Baby Name ‘Karen’ Dropping In Popularity, Hits Lowest Ranking Since 1927

The power of Internet strikes again: People refuse to name their babies “Karen,” with the name hitting its lowest ranking since the 1920s. 

  • Recent reports claim that new parents avoid naming their babies “Karen.”
  • In 2020, the name has dropped to 831st place of the most popular names for girls.
  • Last year, only 325 babies were given that name, while back in 1965, they were about 33,000. 

As per Urban Dictionary, “Karen is a pejorative term used in the United States and other English-speaking countries for a woman perceived as entitled or demanding beyond the scope of what is appropriate or necessary. A common stereotype is that of a white woman who uses her privilege to demand her own way at the expense of others.”

Perhaps the most popular phrase women associated with this name usually say is: “Can I speak to the manager?” 

Since the name in question became a term describing women behaving arrogantly with others, to say it the least, people suddenly stopped naming their daughters Karen.

As the Daily Wire reports, according to a federal agency, new parents are avoiding this name like the plague.

The name Karen appears to be at its lowest ranking since 1927. 

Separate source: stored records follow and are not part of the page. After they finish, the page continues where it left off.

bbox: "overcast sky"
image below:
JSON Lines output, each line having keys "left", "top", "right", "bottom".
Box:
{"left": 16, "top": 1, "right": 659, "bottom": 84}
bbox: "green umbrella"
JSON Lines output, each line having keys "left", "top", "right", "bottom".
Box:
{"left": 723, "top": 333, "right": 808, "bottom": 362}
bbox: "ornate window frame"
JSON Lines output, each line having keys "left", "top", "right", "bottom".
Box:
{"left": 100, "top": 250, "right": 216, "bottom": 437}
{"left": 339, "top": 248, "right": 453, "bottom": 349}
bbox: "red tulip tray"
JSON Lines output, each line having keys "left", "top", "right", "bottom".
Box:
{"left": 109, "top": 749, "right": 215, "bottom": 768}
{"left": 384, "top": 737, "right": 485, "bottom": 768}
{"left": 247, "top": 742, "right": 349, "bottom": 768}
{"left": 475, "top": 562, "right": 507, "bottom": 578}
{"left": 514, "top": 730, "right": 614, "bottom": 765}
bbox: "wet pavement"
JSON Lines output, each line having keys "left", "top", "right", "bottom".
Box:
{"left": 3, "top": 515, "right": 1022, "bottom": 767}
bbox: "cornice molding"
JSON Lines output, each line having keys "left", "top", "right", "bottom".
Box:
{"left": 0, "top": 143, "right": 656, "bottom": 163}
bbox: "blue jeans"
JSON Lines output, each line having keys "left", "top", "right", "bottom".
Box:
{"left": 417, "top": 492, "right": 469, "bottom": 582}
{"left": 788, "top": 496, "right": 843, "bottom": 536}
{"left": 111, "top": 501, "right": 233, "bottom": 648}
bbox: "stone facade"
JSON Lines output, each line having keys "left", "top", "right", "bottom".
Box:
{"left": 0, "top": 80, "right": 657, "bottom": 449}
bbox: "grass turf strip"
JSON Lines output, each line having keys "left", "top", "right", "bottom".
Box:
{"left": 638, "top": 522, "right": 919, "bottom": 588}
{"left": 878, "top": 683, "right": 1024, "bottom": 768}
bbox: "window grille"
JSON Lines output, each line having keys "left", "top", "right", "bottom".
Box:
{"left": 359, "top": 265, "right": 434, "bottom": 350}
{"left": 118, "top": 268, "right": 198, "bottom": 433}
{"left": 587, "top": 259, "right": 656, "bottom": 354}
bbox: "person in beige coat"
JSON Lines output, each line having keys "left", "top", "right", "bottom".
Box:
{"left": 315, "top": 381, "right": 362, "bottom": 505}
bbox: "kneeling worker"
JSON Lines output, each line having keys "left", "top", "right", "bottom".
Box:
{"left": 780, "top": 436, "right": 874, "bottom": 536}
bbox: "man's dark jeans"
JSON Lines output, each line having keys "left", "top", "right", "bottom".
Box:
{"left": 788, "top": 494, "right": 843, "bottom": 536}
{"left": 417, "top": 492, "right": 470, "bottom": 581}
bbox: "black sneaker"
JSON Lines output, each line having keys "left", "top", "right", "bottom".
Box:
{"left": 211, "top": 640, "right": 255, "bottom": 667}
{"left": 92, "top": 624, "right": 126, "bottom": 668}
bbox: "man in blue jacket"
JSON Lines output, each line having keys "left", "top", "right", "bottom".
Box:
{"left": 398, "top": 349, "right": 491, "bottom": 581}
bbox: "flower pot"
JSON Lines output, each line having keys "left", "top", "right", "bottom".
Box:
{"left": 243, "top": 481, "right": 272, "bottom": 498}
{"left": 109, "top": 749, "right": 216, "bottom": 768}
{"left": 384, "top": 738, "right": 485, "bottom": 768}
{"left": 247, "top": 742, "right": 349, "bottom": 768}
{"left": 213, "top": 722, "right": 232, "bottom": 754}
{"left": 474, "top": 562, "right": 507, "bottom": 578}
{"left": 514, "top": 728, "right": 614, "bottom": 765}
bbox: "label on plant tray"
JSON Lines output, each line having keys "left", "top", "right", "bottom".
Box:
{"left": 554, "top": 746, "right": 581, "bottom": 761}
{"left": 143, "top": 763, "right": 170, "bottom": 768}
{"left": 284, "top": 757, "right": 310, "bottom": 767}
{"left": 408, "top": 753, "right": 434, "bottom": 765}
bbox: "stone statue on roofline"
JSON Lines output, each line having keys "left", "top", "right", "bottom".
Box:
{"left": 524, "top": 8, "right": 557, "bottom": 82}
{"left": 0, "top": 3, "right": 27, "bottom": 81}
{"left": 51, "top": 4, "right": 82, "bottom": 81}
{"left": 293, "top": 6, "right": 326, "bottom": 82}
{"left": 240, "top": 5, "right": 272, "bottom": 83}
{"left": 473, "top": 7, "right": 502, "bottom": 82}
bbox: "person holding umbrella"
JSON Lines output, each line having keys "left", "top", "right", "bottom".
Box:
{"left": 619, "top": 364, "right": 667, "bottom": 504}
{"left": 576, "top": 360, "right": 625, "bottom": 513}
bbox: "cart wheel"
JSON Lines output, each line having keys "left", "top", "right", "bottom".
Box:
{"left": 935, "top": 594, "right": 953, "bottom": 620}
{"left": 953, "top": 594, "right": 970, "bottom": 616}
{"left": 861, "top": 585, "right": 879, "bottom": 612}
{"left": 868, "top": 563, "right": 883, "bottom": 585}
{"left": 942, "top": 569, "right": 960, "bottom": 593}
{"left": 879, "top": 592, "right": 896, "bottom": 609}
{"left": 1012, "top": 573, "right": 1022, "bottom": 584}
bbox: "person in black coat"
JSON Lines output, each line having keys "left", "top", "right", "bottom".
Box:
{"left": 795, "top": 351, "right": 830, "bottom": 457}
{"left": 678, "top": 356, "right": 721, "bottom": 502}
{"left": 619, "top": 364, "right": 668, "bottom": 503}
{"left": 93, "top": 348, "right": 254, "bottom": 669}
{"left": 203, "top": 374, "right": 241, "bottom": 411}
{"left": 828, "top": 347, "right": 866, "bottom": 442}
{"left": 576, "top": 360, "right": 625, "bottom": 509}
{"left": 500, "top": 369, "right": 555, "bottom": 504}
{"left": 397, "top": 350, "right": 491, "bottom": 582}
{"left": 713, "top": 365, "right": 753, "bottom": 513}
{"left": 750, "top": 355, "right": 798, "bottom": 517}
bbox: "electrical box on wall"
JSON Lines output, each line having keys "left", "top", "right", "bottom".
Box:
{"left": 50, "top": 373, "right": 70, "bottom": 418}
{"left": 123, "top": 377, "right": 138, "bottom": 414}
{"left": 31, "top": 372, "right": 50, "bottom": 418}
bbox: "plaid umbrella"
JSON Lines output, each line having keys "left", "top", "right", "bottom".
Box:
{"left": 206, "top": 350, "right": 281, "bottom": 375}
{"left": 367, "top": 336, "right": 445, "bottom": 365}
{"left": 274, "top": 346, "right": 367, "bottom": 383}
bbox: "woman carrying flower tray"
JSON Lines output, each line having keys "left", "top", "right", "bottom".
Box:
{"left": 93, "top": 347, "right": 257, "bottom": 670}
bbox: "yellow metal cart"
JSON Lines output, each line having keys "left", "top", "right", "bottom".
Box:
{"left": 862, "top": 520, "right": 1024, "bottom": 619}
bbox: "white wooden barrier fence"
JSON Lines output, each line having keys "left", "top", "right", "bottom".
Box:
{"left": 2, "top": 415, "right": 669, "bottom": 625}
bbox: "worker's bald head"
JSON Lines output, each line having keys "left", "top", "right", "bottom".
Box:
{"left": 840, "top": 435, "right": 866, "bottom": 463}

The Social Security Administration reveals that the name plummeted 171 spots in baby name rankings for girls, as per KUTV. It is now the 831st most popular name, meaning that last year, only 325 baby girls were named Karen. To compare, in 1965, the babies named Karen were around 33,000.

Credits: Social Security Administration

The name Karen got so popular on the internet, that, following the numerous videos of women lashing out at people for no reason, San Francisco Supervisor Shamann Walton introduced the “CAREN Act,” which stands for “Caution Against Racially Exploitative Non-Emergencies Act.” According to the bill, it is now against the law to give a false report based on a person’s race, religion, gender, ethnicity, or sexual orientation.

The CAREN Act was conducted after a series of cases of women calling 911 on false reports. One of them was the case of Amy Cooper, who called the police claiming that an African-American man was threatening her life, while the man was simply asking her to put her dog on a leash. After the story went viral, Cooper was fired from her job at an NYC investment firm and got the title “the Queen of Karens.”